Her legs tuck a little closer to her, and she curls her arms around them. "You know I'm living on another island now? And a smaller one, too. I know I said I'd never live so close to the sea again, but... you know, I met someone who could even destroy a flood to keep me safe. It's just that every time I get scared about it... I have to remind myself Elya would never let it happen. I feel like I have even more faith in her protection, always thinking of it like that..." And she says it so fondly.
"I wish you could see it," Yuliana says, her tone growing morose again. "Tirta... Adi... were you really going to get married when you grew up? I heard you snuck off together, and no one knew where you were when the floods hit..." By the time they found them, Tirta was a bloated corpse, Adi not far behind. Hundreds more fit that story. They did what they could for the survivors, with what field medicine they could muster. Yuliana understood little of the decisions they were making, young as she was. Even so: "I remember... seeing you in the tents." Her eyes shut, tightly, but she can't blot out the images. "All that water in your lungs... you could barely croak out help." Tolong, tolong, tolong he groaned, another body in a row a dozen strong, another body soon to die.
"I did finally get married," she says, her voice a shade choked. "Finally. Took me long enough to become a proper adult..."
She scrubs at her eyes, sniffling. "You know... sometimes I'm still angry at my ayah," her father, "the way it happened. I -- I understand now, of course. Now I'm grown. But it felt so -- so unfair, back then... everyone was dying around us, and, and ayah was a Major, couldn't he call the military to help us? Couldn't he save you, Bulan? I know there were military medics. They took care of me, too. But ayah said there was no saving you, he had to ration things, the military had other important things to do... wretched, isn't it? Of course, what they were doing was -- hahaha, what I was doing, once I joined up. Obviously. The military's dirty, always has been. All too occupied with sabotage, even while our people are dying like dogs."

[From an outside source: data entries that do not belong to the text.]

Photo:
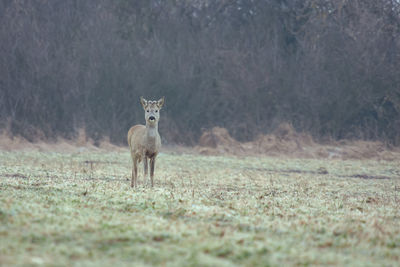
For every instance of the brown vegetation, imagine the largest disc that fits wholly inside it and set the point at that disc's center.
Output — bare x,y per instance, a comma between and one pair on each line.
286,141
330,68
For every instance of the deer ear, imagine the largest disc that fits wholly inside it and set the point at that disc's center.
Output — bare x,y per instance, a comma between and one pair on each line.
160,102
143,102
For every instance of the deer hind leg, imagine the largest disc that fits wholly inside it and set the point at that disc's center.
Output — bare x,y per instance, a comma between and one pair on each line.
152,165
134,173
145,167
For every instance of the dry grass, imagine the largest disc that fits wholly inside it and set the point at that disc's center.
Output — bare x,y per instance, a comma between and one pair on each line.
77,208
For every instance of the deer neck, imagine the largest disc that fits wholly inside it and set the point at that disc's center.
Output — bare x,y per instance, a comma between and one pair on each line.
151,135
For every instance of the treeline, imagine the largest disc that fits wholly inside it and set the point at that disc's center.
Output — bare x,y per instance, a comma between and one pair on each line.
328,67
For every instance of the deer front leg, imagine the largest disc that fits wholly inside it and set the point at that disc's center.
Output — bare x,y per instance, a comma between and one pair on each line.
152,163
145,165
134,174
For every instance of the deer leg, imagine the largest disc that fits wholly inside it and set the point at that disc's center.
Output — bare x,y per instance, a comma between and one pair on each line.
152,164
134,174
145,165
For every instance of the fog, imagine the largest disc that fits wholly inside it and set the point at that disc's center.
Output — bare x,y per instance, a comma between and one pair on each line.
329,68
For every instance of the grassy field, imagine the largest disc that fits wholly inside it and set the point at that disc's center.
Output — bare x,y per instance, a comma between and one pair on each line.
78,209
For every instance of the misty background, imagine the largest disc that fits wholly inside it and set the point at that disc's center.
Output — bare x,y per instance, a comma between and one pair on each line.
330,68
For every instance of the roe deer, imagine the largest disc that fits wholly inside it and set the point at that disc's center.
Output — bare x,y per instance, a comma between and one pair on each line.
144,141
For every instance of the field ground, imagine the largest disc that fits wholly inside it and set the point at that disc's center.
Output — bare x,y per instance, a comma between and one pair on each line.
78,208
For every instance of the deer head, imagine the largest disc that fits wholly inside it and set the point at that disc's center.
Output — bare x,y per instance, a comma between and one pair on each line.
152,110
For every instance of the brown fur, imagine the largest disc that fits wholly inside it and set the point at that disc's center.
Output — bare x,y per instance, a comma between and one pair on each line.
145,141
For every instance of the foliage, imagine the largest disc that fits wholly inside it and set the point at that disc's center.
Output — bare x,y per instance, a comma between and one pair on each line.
330,68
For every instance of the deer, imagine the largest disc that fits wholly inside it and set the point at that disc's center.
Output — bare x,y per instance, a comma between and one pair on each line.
144,140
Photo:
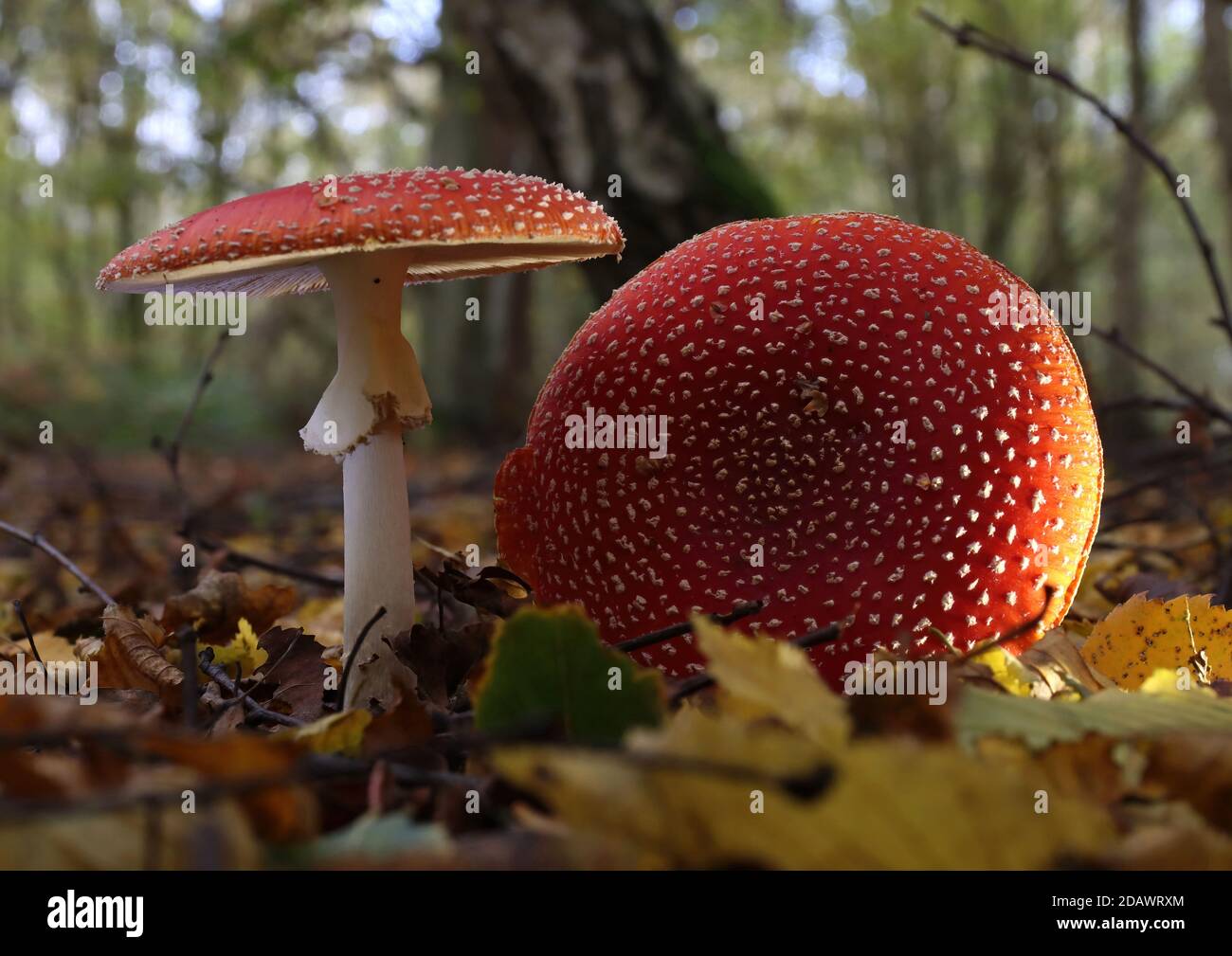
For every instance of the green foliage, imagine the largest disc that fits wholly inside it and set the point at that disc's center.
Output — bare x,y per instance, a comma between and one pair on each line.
549,667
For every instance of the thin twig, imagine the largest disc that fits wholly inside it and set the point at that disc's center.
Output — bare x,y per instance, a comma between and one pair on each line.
38,541
355,652
312,767
25,626
969,35
266,674
666,633
1115,339
251,706
172,451
287,570
188,642
700,681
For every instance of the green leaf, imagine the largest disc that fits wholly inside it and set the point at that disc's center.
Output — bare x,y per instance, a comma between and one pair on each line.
550,667
377,838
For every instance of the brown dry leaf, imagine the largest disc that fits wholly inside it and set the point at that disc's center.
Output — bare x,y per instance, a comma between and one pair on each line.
278,812
1169,837
320,618
131,658
1101,769
220,600
442,660
775,677
217,836
403,726
690,796
337,733
1196,769
50,647
1058,659
1141,636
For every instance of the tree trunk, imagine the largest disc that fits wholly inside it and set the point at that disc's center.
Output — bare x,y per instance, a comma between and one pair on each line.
1129,288
608,110
1218,89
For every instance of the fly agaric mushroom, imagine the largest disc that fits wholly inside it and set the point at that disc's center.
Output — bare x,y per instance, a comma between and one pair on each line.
364,237
854,436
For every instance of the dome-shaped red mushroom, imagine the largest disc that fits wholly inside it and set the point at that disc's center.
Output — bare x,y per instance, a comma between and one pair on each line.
854,435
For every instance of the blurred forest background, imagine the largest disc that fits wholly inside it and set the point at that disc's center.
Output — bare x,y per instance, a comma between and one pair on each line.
663,94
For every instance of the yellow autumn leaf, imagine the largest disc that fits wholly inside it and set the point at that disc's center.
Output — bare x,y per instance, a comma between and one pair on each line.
776,679
1142,636
1006,670
337,733
710,791
243,649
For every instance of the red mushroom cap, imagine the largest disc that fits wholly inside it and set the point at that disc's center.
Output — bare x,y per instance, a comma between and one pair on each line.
839,394
456,223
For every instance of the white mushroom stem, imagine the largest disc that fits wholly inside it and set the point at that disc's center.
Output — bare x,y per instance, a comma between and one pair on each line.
377,393
378,570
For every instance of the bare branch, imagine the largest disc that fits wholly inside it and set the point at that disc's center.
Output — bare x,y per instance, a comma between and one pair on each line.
38,541
969,35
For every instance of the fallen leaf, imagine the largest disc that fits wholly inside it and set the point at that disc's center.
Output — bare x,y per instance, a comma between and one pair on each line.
220,600
131,658
1058,659
714,796
775,676
294,677
1112,712
1142,636
243,651
337,733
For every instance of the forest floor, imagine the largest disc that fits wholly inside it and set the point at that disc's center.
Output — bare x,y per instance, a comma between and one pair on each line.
1108,743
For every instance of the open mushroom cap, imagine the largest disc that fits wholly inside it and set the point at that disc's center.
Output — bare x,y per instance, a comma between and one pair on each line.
850,438
452,223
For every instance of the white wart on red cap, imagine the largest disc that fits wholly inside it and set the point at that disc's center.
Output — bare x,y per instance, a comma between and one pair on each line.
454,223
784,434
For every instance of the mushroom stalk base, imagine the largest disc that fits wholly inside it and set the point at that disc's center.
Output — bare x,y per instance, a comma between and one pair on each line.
376,394
378,570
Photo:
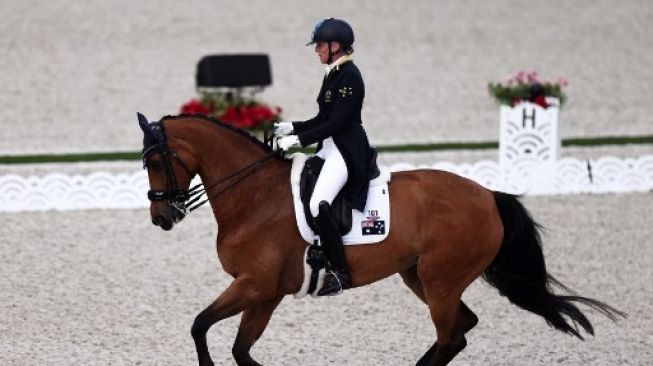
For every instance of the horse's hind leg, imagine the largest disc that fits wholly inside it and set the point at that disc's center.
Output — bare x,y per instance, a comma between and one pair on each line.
240,295
252,325
468,319
443,285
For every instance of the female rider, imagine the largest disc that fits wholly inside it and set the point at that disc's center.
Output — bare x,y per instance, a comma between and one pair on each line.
342,143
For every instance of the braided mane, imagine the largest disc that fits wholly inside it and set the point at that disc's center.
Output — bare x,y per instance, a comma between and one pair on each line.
221,124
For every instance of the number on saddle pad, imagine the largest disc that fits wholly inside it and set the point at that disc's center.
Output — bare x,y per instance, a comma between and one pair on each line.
341,207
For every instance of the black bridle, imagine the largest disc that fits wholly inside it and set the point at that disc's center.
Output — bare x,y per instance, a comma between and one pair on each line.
186,201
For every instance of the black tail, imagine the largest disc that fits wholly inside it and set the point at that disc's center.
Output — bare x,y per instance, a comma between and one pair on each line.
519,273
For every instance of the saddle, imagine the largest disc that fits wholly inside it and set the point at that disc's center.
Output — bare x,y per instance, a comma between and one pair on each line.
341,207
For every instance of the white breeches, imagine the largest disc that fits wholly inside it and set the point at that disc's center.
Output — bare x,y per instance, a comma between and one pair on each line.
332,177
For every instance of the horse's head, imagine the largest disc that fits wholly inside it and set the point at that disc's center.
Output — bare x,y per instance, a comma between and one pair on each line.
170,170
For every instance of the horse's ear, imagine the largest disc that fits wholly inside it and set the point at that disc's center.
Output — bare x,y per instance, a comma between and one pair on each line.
149,137
142,121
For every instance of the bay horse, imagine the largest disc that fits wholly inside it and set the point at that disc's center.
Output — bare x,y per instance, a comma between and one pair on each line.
446,232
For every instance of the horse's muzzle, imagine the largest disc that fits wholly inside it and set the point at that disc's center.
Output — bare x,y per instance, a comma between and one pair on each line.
167,220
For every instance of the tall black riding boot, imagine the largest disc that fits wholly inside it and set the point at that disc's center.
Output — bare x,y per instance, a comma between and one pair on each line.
339,278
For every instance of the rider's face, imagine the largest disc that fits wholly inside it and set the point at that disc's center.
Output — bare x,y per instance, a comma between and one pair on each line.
322,50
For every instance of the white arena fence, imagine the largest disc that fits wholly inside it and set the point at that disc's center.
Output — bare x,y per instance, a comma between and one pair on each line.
529,163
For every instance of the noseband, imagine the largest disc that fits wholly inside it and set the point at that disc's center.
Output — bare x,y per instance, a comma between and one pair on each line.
181,199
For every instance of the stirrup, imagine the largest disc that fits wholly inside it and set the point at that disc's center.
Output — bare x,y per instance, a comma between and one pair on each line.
334,284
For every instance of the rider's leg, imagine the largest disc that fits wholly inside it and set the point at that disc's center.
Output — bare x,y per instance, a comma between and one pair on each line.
333,177
331,180
339,277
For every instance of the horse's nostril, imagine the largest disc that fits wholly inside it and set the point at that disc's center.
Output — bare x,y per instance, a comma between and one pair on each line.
157,220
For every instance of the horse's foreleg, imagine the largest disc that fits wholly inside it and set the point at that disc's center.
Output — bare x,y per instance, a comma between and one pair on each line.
240,295
252,325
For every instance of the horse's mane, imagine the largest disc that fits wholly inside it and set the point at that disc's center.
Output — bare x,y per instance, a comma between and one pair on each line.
267,148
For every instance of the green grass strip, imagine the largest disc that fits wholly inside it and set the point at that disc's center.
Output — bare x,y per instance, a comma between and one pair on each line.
483,145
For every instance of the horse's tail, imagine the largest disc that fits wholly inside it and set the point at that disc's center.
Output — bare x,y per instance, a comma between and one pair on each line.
519,273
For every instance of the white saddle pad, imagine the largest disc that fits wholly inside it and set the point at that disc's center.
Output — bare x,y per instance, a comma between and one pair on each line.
370,226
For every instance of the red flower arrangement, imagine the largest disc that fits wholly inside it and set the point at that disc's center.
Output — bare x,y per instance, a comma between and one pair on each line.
526,86
233,109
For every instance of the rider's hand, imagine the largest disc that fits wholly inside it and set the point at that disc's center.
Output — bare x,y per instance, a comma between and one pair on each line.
286,142
283,128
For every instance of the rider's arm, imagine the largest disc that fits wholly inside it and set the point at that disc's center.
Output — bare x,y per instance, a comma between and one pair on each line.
347,101
299,127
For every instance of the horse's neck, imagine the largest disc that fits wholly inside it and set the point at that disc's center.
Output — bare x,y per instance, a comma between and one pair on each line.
222,153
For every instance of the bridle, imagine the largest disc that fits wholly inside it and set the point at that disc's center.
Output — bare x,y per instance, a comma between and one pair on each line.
186,201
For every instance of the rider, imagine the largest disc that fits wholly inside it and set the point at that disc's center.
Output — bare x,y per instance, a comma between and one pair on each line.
342,143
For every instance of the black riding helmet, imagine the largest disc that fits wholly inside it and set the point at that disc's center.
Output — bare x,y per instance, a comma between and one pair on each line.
332,29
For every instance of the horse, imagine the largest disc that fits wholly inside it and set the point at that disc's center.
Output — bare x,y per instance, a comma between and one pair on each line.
446,232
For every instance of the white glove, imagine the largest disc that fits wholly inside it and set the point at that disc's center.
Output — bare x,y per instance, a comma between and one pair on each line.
283,128
286,142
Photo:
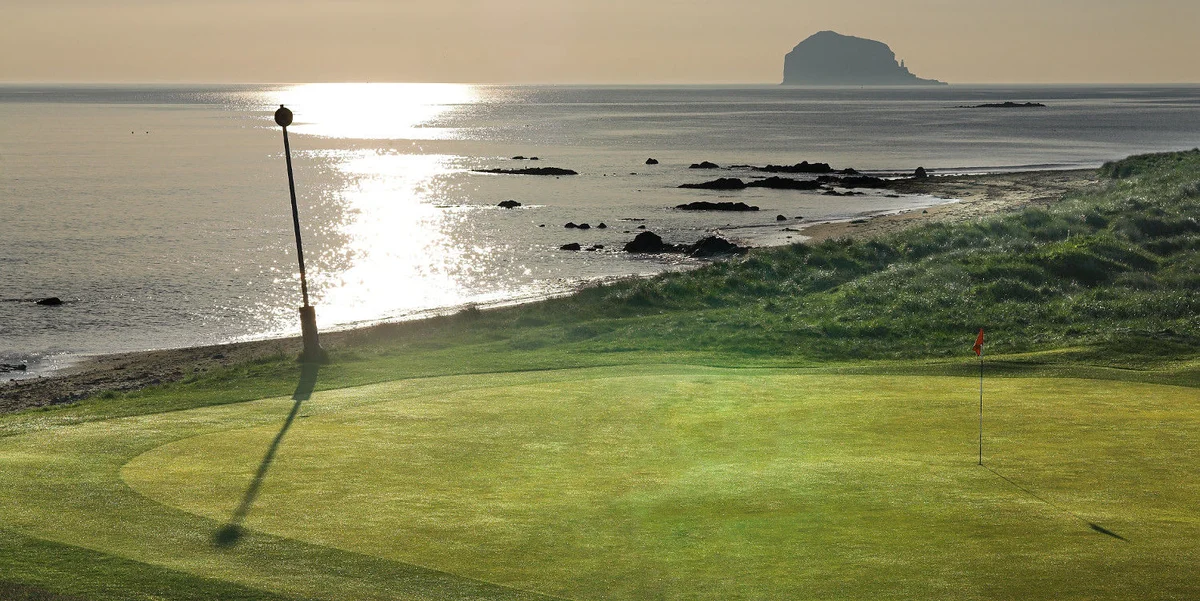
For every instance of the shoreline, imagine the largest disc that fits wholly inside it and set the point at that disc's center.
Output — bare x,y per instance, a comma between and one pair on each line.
966,198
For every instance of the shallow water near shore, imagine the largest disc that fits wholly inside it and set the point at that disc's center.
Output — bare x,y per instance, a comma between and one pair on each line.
160,214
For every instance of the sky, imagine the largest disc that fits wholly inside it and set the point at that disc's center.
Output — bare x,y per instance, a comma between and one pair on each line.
586,41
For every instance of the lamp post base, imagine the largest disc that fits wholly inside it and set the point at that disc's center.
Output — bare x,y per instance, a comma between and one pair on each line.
312,352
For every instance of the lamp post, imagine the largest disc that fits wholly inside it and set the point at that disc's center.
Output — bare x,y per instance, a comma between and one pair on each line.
312,350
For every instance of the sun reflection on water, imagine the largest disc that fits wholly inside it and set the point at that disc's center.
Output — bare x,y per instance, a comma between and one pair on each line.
375,110
399,252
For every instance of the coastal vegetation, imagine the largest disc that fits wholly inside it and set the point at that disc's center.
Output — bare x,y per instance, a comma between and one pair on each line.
796,422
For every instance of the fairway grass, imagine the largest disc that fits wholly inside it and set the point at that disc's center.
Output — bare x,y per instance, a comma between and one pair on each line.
637,482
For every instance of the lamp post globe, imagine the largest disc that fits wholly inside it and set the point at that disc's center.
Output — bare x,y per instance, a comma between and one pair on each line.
283,116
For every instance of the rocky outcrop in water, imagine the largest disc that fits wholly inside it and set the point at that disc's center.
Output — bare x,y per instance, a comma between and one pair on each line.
705,205
531,170
828,58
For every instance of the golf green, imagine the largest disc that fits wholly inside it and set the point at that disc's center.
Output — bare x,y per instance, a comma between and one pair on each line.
642,482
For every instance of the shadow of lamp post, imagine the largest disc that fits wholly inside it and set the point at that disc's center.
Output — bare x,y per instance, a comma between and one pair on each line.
312,350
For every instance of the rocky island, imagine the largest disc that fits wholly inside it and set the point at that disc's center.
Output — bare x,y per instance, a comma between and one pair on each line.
828,58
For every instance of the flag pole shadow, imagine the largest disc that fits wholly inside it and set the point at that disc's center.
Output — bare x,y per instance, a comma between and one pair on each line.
232,532
1093,526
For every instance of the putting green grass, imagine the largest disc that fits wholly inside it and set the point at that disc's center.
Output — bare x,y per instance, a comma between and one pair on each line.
641,482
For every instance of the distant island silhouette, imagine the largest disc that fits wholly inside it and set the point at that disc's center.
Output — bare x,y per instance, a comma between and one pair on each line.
828,58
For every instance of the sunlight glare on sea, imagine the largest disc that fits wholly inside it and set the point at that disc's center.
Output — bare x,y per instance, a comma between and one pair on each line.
366,110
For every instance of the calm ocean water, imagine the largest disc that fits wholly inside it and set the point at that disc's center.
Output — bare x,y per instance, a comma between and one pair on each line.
161,216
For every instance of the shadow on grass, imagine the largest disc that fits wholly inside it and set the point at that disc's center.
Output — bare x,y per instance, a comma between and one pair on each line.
1093,526
10,592
232,532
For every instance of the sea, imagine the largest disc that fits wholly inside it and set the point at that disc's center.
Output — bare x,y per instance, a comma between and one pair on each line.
160,214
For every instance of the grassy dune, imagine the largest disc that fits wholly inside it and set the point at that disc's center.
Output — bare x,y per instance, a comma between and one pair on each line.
798,424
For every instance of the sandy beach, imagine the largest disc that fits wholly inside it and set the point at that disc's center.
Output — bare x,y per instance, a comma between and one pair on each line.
976,197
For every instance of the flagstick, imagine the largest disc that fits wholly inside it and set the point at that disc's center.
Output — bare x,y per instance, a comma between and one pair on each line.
981,406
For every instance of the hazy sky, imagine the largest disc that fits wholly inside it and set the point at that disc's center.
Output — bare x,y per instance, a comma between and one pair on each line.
587,41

Her smile is strained. "And then mama and I, we just left, as soon as ayah found us a transport to Zaftra... we left everyone to die out here. It took so long to find a transport with room for us, too... everyone needed to escape. It felt like there were no places to escape to... every day I heard mama talking about how countries were closing their borders, not accepting asylum. I heard some people even had to... go to space... God," she hiccoughs, and finds that she hasn't conquered her tears in the slightest. "How is that fair?"
Yuliana sometimes gets dangerously close to a realisation, but she's an absolute authority at not putting two and two together. It's probably one of her best qualities.
"Back then... I thought I knew what it was like to be overwhelmed, the way those tidal waves came from Australia to every neighbouring shore. But it was just a prelude. When Second Impact struck us... the whole world stopped. The whole world," Yuliana repeats, numb, pained. "I still can't believe... you're all dead. So many people... in the street, and not even buried..."
For a time, she curls into herself, and cries without any commentary at all. When she is done, she unfurls from herself. She lays a flower on too many graves. She leaves.
She will not be detected on her way out.